Logo Geheim 4/1998

Aus der Redaktion
Vor einer Zeit des Unwillens

Die Dreistigkeit der Polizei und der Dienste nimmt mit der Schafsnäsigkeit und Willfährigkeit der politischen Gremien zu. Da, wo Gesetzgebung nur noch wenig mehr ist als Synonym für Akzeptanzbeschaffung obrigkeitsstaatlicher Formierung mit dem Macht- und Bewegungszentrum irgendwo, aber nicht in den Parlamenten, und Politik sich ihre Grenzen von der Verwaltung definieren läßt, Kontrollrechte über die Verwaltung und Entscheidungsbefugnisse an die Verwaltung abgibt (Ausnahmezustand als Normalzustand: SüG, verdachtsunabhängige Kontrollen, Lauschangriff, EUROPOL, darfïs etwas mehr sein?), darf das nicht wundern.

Das schafft Verdruß. Nicht nur melden sich Bürgerrechtsorganisationen zu Wort, immer mehr wird auch Unwillen von anderen Betroffenen laut:

Berlin wird zum Führungsbunker. Berliner nehmen das nicht hin. (Siehe »Prokla« und »Unbequem«)

In Köln werden die Sozialbewegungen gegen die Gipfel im kommenden Jahr vom Staatsschutz unter offene Beobachtung gestellt - mit den damit verbundenen Drohungen (s.u. Dokument Seite 13). Die Betroffenen werden das nicht hinnehmen. Die Diskussion hat begonnen.

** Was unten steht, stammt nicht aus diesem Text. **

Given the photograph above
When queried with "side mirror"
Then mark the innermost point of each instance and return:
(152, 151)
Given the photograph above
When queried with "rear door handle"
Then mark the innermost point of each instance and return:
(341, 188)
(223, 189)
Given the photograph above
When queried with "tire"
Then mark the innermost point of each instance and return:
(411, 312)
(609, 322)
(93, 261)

In Thüringen bahnt sich ein Konflikt an zwischen DGB und »Landesamt für Verfassungsschutz« wegen der Bespitzelung der Sozialbewegung durch die Staatsschutzbehörde. (Demnächst in dieser Zeitschrift)

Aus den vergangenen Jahren bleiben die Erfahrungen der begonnenen Auskunftskampagne und der Solidaritätskampagnen. (vgl. die vergangenen Ausgaben dieser Zeitschrift) Da sind noch lange nicht alle Möglichkeiten ausgeschöpft.

Zuletzt können wir uns nicht vorstellen, daß die Ordnungspolizeien kein wachsames Auge verdient hätten. Man hört kaum etwas davon, es sei denn, der ehemalige Weltkriegsleutnant Helmut Schmidt äußert sich aus Gründen der Inneren Sicherheit gegen ein Mahnmal in der Berliner Mitte, das dem Straßenkämpfer Schmidt zu viel Deckung bietet. (Die Weltkriegsleutnants werden alt und keiner warnt sie, verbietet ihnen den Mund. Siehe ähnlich Iring Fetscher im Heft S. 12). Man beobachtet aber, wie die Brennpunkte der Städte sich verändern, ungewohnte Schriftzüge auf gewohnten Blousons und ungewohnte Anträge auf gewöhnlichen Delegiertenversammlungen der ÖTV auftauchen. Was ist los?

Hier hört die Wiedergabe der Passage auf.